Since then, she’s found a better balance of listening to her body, what it needs and wants in the moment, and finding ways to filter out the pressure from friends, social media, and all the activities one feels like they “should” be doing in the outdoors. This can be particularly difficult in shared interest outdoor communities, when it feels like everyone on the internet and in real life is talking about the last big thing they did. Grizel admits, “I was kind of trying to step out of the outdoor industry for a bit because I just feel like a f*cking loser compared to the people in the outdoor industry”. 
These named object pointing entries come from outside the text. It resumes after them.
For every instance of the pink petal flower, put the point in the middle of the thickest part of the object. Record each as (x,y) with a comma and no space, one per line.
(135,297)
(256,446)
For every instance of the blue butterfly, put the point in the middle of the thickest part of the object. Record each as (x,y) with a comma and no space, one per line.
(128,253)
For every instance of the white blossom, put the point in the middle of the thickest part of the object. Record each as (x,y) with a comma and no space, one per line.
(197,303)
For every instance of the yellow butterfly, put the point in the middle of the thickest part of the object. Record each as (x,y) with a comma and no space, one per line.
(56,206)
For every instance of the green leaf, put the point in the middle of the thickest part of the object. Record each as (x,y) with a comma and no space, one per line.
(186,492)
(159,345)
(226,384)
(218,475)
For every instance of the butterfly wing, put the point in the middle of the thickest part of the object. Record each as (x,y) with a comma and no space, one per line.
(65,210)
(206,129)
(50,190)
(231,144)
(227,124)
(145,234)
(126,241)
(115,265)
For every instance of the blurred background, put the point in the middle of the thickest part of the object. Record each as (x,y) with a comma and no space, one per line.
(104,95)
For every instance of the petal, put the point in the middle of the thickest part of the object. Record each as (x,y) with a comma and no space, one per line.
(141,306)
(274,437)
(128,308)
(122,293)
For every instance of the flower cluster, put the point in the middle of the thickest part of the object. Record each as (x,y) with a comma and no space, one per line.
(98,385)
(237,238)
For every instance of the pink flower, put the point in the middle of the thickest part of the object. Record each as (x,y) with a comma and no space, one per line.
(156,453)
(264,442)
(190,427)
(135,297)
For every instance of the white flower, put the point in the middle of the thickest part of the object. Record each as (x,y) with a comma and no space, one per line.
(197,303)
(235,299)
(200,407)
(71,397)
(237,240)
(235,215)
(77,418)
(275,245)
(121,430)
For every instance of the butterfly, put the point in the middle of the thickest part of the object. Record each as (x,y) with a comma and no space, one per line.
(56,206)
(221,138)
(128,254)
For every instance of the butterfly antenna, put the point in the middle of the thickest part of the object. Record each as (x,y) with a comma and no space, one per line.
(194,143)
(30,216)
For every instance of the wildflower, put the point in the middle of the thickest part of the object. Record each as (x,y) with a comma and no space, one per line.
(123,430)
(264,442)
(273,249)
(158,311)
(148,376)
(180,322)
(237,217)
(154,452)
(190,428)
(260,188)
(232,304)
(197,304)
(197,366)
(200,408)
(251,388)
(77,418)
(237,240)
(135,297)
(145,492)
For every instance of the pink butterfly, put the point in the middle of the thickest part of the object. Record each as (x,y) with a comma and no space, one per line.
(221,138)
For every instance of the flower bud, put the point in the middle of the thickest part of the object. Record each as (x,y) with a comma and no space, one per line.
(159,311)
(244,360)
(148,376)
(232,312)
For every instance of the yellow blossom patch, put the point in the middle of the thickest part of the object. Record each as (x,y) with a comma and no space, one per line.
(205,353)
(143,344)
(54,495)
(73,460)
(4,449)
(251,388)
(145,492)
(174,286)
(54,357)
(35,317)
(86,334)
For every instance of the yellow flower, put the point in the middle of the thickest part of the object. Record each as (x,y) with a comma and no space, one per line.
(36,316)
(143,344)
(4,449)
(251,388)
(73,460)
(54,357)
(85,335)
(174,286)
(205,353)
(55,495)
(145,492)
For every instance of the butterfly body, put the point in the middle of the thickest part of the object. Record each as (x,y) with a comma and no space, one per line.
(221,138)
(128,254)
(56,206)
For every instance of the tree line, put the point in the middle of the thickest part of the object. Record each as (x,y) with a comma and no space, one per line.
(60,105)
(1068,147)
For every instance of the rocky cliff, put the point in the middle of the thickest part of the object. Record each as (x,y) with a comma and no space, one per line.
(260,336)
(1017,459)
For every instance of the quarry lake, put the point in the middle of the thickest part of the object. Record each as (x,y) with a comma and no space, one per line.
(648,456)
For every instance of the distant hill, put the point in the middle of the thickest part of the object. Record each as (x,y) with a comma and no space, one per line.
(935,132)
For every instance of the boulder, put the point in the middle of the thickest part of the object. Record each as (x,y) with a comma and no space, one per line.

The difference between attention paid to physical and mental health can also feel stark. In the outdoors, physical health and safety is addressed regularly. For most outdoors professionals, a  Wilderness First Responder certification or some equivalent medical training is the minimum requirement. Training around Mental health issues is much less commonly required, or even discussed, yet arises much more frequently in wilderness and outdoor communities than physical safety emergencies.

Natasha Buffo, a writer and Mental Health First Aid instructor, wants to make outdoor mental health emergencies as commonly discussed as physical ones. She teaches Mental Health First Aid courses to give people the tools to address mental health emergencies and struggles. She also notes the increase in mental health issues in the remote mountain town she calls home. 

After leaving a job at Google to travel the world, Natasha took a job at the ski resort in Kirkwood, California. “A lot of people come there, like me, after going through something really challenging and looking for something new,” she explains, “so the tools that I found in Mental Health First Aid were necessary to help other people, and to get through that experience.” The injuries, deaths, addiction and other issues she has encountered are not unique to her small mountain community and she hopes to expand her training to others who are interested in hosting or receiving Mental Health First Aid training, so she encourages you to contact her Instagram if you are interested. 

Being outside is amazing. Whether you’re sitting in a backyard, in a forest or on a mountaintop, outdoor activity can be a powerful tool to improve mental health from a physiological and emotional standpoint, without taking it to an extreme level. 

Talking openly about mental health, and the negative effects that certain pressure and competition in the outdoor community/industry can have on that health, are an important step in finding balance and pursuing outdoor activities for the right reasons. 

I’m grateful to be able to just breathe and move my body outside, grateful for the community and confidence and happy brain chemicals that work to counterbalance the stress and anxiety that so many of us experience on a daily basis. And I hope you are too. Now go get outside, in whatever way is meaningful to you!